Berbahagialah orang yang miskin di hadapan Allah, karena merekalah yang empunya Kerajaan Sorga. Berbahagialah orang yang berdukacita, karena mereka akan dihibur. (Matius 5 : 3-4).

Tetapi jika kita hidup di dalam terang sama seperti Dia ada di dalam terang, maka kita beroleh persekutuan seorang dengan yang lain, dan darah Yesus, Anak-Nya itu, menyucikan kita dari pada segala dosa. (1 Yohanes 1 : 7).

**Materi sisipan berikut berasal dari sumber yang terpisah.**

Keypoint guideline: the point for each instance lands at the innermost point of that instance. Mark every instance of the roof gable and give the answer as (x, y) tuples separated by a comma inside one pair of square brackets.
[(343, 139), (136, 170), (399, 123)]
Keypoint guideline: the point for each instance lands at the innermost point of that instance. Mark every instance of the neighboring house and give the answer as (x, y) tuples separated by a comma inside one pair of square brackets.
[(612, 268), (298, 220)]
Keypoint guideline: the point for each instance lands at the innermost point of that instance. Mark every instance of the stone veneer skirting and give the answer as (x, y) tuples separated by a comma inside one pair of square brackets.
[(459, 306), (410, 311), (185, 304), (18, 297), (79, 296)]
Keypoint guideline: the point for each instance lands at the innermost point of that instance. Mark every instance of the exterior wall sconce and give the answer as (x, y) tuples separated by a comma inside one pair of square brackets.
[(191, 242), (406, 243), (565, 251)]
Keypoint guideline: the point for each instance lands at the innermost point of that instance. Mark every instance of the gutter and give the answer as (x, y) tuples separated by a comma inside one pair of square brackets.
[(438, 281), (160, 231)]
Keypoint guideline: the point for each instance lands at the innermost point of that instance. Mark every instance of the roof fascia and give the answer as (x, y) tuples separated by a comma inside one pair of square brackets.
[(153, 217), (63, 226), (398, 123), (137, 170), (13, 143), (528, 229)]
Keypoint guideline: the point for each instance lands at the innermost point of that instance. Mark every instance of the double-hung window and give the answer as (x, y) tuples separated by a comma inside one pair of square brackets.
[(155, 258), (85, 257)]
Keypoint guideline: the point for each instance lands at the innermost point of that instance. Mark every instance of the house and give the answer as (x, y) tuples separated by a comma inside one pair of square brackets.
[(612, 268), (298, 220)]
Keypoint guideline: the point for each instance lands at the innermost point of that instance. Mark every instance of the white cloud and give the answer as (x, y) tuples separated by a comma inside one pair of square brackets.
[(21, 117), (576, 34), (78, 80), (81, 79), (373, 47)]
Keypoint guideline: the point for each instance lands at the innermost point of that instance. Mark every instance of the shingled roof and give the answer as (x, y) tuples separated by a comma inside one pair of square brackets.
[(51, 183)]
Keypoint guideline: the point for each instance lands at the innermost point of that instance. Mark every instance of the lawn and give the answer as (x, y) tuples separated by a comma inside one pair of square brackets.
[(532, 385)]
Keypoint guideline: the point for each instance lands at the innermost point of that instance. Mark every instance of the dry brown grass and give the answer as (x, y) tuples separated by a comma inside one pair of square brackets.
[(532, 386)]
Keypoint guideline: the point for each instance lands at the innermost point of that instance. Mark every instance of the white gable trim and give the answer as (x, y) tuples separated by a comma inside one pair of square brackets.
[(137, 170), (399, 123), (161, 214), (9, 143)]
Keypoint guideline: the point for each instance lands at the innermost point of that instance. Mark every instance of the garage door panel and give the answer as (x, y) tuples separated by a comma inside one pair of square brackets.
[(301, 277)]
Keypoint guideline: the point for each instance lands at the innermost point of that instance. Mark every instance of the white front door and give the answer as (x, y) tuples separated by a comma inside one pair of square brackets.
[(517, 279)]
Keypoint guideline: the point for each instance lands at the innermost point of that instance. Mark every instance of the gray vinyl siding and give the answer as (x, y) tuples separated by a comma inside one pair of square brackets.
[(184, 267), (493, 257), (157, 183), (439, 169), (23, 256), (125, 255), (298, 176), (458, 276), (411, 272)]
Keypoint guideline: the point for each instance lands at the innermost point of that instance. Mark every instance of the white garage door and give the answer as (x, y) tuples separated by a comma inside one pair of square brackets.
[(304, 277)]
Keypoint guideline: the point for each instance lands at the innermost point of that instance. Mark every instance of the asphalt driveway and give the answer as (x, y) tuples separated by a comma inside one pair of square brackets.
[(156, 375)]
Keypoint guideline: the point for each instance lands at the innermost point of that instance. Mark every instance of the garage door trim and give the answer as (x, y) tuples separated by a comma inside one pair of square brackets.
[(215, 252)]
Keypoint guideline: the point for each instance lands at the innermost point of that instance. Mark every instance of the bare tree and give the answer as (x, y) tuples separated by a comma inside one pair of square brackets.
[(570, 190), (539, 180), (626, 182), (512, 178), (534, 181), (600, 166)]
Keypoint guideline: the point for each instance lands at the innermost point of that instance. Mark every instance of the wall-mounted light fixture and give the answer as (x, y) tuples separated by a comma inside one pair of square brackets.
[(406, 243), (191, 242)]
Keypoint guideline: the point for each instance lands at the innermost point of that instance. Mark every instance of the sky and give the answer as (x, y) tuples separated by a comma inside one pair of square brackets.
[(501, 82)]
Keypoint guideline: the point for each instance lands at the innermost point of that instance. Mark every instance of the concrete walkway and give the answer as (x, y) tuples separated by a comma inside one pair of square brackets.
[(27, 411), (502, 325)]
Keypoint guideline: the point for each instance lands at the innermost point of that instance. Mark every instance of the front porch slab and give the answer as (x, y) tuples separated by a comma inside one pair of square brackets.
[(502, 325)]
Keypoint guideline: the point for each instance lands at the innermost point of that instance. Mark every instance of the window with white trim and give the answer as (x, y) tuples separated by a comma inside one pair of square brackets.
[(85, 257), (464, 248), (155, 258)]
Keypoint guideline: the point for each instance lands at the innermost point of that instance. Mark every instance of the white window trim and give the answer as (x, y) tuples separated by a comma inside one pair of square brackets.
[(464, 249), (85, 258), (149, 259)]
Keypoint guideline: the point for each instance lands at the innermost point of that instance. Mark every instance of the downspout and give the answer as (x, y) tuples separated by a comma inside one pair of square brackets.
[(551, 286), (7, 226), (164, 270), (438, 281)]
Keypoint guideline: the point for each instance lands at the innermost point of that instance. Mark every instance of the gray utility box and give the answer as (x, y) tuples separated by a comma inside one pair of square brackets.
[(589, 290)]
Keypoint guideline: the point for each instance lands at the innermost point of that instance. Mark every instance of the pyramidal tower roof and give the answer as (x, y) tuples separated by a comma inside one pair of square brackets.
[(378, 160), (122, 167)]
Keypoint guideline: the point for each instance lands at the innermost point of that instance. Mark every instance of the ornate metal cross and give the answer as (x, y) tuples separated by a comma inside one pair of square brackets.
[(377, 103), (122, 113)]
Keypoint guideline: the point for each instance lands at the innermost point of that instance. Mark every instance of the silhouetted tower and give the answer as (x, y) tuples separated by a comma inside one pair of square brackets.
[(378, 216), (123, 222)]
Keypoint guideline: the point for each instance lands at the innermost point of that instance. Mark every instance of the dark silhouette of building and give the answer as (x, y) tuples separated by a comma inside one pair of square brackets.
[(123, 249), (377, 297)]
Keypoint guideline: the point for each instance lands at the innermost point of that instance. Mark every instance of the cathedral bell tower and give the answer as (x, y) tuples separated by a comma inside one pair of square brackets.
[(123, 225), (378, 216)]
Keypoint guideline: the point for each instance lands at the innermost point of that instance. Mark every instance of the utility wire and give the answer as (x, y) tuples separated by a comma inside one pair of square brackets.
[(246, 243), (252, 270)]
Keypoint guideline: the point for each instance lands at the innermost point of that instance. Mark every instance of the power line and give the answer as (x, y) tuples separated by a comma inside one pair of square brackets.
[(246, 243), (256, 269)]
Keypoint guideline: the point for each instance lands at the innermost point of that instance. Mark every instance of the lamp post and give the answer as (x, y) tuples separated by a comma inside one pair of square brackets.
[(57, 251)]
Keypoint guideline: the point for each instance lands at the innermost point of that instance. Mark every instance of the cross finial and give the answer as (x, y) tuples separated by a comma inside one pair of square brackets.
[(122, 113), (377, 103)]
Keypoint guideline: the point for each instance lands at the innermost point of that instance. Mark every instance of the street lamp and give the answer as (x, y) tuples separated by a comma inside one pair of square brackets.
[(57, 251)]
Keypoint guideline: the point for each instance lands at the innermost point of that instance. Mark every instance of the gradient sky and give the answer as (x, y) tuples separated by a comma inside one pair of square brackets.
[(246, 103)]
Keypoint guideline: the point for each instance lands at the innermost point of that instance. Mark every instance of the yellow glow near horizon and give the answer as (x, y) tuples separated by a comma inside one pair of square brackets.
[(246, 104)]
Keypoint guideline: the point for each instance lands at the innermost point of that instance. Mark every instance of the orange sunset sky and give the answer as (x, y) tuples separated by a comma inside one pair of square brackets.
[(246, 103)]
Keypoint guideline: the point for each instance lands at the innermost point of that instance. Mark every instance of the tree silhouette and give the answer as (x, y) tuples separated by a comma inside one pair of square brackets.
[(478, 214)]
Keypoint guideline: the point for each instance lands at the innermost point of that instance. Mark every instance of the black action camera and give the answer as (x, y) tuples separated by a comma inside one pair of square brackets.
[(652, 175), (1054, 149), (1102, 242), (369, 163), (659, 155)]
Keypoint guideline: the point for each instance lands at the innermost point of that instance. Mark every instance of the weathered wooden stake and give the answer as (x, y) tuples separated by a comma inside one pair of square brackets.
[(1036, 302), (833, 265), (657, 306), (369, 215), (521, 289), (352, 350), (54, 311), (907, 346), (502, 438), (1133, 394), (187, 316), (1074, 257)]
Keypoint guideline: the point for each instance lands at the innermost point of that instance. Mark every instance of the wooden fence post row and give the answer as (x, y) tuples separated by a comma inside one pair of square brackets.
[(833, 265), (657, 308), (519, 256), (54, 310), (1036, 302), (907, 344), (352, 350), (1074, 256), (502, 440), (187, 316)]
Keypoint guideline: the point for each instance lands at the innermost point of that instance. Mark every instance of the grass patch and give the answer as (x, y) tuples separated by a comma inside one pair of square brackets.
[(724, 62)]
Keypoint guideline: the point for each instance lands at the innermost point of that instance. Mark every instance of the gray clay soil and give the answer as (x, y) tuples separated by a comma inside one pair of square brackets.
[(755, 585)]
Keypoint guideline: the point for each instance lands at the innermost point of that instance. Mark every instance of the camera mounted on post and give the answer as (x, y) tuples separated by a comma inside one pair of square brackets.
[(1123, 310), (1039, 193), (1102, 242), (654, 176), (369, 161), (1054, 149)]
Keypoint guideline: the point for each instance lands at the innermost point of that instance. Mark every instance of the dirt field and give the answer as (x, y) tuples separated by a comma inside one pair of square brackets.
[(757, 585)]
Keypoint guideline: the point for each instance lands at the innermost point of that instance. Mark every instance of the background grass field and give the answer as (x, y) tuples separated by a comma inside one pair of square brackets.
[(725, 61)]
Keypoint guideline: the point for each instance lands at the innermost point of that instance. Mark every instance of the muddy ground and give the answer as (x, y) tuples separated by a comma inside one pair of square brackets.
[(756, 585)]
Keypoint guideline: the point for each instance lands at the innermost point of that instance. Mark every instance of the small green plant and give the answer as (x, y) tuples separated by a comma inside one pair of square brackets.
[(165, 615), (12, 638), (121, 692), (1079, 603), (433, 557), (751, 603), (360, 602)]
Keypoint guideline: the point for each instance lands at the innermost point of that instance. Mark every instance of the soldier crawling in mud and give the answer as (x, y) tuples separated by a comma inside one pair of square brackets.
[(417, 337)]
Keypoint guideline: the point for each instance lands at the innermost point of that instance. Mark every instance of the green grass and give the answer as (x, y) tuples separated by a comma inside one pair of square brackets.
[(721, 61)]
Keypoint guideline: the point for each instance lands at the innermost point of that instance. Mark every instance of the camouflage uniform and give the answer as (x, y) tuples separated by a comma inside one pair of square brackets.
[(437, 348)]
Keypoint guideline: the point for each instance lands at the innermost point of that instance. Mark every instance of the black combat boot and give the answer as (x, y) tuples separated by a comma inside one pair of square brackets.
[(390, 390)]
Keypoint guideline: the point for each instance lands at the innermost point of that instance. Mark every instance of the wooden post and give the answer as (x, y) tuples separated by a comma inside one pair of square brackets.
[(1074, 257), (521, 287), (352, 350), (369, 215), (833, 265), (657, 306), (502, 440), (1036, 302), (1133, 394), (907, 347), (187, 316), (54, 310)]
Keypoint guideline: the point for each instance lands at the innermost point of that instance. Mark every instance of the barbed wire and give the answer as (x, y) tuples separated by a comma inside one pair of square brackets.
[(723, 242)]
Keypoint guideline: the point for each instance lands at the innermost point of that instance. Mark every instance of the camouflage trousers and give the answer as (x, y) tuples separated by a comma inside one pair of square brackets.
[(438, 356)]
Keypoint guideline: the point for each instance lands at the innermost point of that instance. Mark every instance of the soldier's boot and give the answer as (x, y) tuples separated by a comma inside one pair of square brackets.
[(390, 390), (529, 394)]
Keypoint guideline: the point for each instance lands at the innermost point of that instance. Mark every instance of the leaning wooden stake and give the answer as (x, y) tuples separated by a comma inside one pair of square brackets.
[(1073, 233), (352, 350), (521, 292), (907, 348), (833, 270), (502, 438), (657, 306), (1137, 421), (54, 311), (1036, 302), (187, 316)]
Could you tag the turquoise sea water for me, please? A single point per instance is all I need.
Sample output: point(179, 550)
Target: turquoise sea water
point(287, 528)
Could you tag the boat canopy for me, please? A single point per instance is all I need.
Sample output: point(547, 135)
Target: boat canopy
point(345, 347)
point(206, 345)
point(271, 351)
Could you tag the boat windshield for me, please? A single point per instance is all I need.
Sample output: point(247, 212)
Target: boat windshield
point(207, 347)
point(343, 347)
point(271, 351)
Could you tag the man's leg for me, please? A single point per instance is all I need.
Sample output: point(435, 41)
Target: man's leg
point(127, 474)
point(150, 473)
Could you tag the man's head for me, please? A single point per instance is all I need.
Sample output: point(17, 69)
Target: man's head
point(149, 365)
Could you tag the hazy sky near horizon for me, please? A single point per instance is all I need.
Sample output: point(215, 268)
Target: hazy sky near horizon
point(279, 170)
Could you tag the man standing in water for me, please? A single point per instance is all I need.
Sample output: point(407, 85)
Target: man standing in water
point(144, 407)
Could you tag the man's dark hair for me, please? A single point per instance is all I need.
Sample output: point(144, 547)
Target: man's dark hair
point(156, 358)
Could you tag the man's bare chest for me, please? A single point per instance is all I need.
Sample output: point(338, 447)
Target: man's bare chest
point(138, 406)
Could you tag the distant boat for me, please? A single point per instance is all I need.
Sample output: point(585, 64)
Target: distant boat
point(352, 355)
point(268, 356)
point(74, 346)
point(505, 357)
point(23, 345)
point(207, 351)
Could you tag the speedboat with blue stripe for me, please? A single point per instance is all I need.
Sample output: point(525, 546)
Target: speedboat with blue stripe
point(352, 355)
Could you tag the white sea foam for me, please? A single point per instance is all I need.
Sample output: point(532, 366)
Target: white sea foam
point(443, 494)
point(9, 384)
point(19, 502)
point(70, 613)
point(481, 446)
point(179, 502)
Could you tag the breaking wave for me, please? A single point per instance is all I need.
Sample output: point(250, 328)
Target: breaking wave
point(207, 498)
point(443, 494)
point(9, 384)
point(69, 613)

Apakah orang Kristen masih memiliki emosi kesedihan setelah menerima Tuhan Yesus? Bukankah kita sering kali mendengar orang mengatakan: “Mari kita percaya kepada Tuhan, maka kita akan senantiasa bersukacita, mendapatkan damai sejahtera, dan tidak akan mengalami dukacita lagi.” Di dalam banyak kesempatan, orang sering kali menekankan aspek yang sangat positif kepada orang lain dan melupakan aspek negatif yang juga tercantum dalam Alkitab. Di dalam Seminar Pembinaan Iman Kristen yang membahas tema “Dinamika Pimpinan Roh Kudus,” saya berkata bahwa  banyak orang Kristen mengetahui pimpinan Tuhan yang bersifat positif, tetapi tidak pernah  mengetahui adanya pimpinan  Tuhan yang bersifat negatif.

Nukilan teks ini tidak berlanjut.